The United Kingdom Competition and Markets Authority has officially launched an investigation into several of the world’s most prominent hospitality companies. The probe focuses on whether Hilton, InterContinental Hotels Group, and Marriott International engaged in unlawful information sharing through a third party. At the center of the inquiry is CoStar, a real estate data provider that also owns the industry standard benchmarking tool known as STR. The regulator is currently assessing whether these entities breached competition laws by exchanging sensitive commercial information that could lead to price fixing or reduced market competitiveness.
According to the watchdog, the investigation is still in its early stages and no formal conclusion has been reached regarding any wrongdoing. The core of the concern lies in the potential for these major hotel chains to have used a common data platform to gain insights into each other’s pricing strategies and occupancy levels in a way that stifles natural market rivalry. In a healthy competitive environment, hotels are expected to set their rates independently based on market demand. If companies are found to be coordinating through shared data metrics, it could lead to artificially inflated costs for travelers across the United Kingdom.
Hilton and Marriott have both acknowledged the investigation and stated they are cooperating fully with the British authorities. These companies maintain that their operations are conducted with transparency and in compliance with international trade laws. CoStar, which provides the software and analytical data used by thousands of hotels globally, has also expressed its intent to assist the Competition and Markets Authority with its inquiries. The outcome of this case is being closely watched by the global hospitality sector, as a ruling against these giants could force a massive shift in how the industry handles performance data and market analytics.
The use of benchmarking data is a standard practice in the modern hotel industry. Revenue managers at major chains often rely on reports to understand how their properties compare to their immediate competitors. However, the line between legitimate market analysis and anti-competitive behavior is thin. The British regulator is specifically looking at whether the frequency and detail of the data shared allowed these companies to predict each other’s moves with too much certainty. If the data shared was too granular or provided in real-time, it could theoretically allow competitors to align their pricing without ever having a direct conversation.

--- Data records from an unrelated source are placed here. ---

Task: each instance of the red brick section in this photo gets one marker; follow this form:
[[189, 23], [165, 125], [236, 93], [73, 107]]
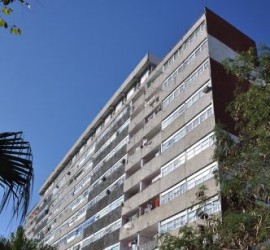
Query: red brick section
[[226, 33], [223, 87]]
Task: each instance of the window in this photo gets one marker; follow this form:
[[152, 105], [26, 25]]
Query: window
[[185, 63], [189, 80], [195, 122]]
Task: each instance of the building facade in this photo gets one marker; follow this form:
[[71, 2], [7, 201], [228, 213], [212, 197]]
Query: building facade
[[134, 172]]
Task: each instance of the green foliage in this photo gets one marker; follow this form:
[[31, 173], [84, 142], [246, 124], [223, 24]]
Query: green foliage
[[18, 241], [16, 172], [7, 11], [244, 173]]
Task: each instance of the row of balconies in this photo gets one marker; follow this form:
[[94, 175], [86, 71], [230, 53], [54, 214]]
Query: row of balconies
[[148, 172]]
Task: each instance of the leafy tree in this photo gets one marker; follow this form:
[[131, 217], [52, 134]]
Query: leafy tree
[[6, 10], [18, 241], [16, 173], [244, 166]]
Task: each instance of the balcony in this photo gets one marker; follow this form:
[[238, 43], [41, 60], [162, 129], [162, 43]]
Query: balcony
[[150, 170], [134, 159], [149, 245], [151, 145], [135, 139]]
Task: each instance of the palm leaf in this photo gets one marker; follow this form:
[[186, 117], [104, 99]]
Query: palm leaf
[[16, 173]]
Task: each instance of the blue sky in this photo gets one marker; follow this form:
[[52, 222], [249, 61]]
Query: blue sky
[[71, 58]]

Legal experts suggest that this investigation reflects a growing trend among international regulators to scrutinize how big data and algorithms are used to influence consumer prices. Similar cases have emerged in the United States and Europe, where authorities are increasingly wary of ‘algorithmic collusion.’ This occurs when companies use the same third-party software to manage prices, effectively creating a hub-and-spoke conspiracy that bypasses traditional anti-trust safeguards. For the UK, ensuring that the tourism and hospitality sector remains competitive is a high priority as the country continues to navigate its post-pandemic economic recovery.
Should the Competition and Markets Authority find evidence of a breach, the penalties could be severe. Under UK law, the regulator has the power to impose fines of up to ten percent of a company’s global annual turnover. Beyond the financial impact, a negative finding would damage the reputations of these household names and likely trigger a wave of private litigation from consumers and corporate clients who feel they were overcharged. For now, the industry remains in a state of uncertainty as the government agency gathers evidence and prepares for a more formal assessment of the hospitality sector’s data practices.